Last week proved a ratings bonanza for cable's marquee original programming, as offerings such as Sci Fi Channel's Frank Herbert's Dune
racked up record numbers.

The $20 million, three-part miniseries averaged a 4.4 rating, or 2.9 million households, according to Nielsen Media Research data supplied by Sci Fi. The first installment, which debuted Dec. 3, posted a 4.6 rating, almost doubling all of the network's prior viewership records.

The network has already placed an order for a script for a Dune
sequel with writer/ director John Harrison.

Sci Fi wasn't the only cable network to debut a highly rated miniseries in recent weeks. The History Channel's four-part miniseries about America's forefathers, Founding Fathers,
turned out to be the second highest-rated miniseries in the network's history. It averaged a 1.8 rating-or 1.2 million households-over each of the four nights it aired, from Nov. 27 to 30, according to Nielsen data cited by The History Channel.

Founding Fathers'performance finished behind only The History of Sex,
which garnered a 2.5 rating for History in August 1999.

The premium services were also represented in last week's grand ratings harvest for cable. Showtime debuted its controversial new original show Queer as Folk,based on the British series of the same name but set in Pittsburgh. It posted a 4.5 rating in Showtime's universe on Dec. 3, which roughly translates to 1 million households.

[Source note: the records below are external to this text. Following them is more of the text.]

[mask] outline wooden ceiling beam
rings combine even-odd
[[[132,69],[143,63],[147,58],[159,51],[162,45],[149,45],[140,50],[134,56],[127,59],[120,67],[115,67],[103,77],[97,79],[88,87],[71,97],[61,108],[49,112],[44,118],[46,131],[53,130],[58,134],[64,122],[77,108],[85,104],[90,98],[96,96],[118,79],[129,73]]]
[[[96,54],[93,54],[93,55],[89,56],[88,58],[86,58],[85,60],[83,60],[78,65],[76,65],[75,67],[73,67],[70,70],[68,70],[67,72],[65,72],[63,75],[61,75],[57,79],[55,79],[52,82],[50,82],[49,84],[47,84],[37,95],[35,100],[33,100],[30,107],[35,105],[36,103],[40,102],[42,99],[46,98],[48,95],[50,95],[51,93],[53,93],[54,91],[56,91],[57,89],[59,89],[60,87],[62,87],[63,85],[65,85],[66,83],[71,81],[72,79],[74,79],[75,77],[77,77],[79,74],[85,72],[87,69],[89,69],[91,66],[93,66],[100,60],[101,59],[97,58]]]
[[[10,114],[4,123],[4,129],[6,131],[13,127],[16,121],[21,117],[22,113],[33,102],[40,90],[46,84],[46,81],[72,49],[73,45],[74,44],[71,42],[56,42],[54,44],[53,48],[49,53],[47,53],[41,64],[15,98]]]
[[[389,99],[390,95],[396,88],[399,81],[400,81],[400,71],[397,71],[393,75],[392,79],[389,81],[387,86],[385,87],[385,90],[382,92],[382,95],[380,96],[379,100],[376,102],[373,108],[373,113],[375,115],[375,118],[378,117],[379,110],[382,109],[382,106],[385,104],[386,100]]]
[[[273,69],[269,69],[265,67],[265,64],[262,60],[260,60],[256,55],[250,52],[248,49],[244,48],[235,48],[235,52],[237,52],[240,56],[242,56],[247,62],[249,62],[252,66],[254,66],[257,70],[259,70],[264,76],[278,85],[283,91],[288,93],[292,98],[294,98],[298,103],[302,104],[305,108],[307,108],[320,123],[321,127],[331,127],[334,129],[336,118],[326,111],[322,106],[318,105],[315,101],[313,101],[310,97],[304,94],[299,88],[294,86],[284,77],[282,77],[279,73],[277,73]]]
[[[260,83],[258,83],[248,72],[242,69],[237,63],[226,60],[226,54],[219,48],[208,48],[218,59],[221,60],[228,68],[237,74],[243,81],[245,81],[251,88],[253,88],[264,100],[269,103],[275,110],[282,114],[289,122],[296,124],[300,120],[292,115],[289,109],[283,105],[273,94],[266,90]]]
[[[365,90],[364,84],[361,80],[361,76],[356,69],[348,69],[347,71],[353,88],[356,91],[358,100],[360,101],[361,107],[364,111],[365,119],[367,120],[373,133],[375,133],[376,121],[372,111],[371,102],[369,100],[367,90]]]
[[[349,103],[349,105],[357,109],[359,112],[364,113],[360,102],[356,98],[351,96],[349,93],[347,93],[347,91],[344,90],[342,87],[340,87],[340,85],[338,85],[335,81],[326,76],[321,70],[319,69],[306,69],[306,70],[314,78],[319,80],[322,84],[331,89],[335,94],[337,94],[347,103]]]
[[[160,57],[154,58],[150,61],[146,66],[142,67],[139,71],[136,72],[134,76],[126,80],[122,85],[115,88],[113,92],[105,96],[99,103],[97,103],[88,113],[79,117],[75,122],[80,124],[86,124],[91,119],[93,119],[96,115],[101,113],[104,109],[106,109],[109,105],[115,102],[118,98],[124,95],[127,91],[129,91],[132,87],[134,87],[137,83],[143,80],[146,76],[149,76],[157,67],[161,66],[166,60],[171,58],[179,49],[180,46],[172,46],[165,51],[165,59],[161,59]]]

The audience for the first episode of Queer as Folk,
about a group of young gay men and their sexual adventures, was 40 percent male, 40 percent female and 20 percent kids (ages 2 to 11) and teens. The biggest demographic group represented in its audience was men 18 to 34 years old.

Regarding the kid and teen audience the provocative show attracted, a Showtime spokeswoman said, "We are certainly aware that adult content is not appropriate for everyone and strive to be responsible programmers. For this reason, we were careful to schedule Queer as Folk
with the time-of-day in mind at 10 p.m."

In addition, the premiere episode carried a TVMA television rating (for mature audiences only) and viewer advisories for adult content, graphic language, nudity and strong sexual content, she said.

Also last week, Courtroom Television Network debuted the three-part special Brooklyn North Homicide Squad,
a documentary the crime-and- justice network hopes to develop into a signature series. Its debut episode posted a 1.1 rating, more than double Court TV's 0.5 fourth-quarter average for the 10 p.m. period, said a network spokeswoman.

Dune,Queer as Folk
and Brooklyn North Homicide Squad
were promoted heavily by their respective networks, with multimillion-dollar marketing budgets helping to propel audience numbers. Court TV, for example, spent $5 million-or about 20 percent of its annual advertising budget-to promote Brooklyn North.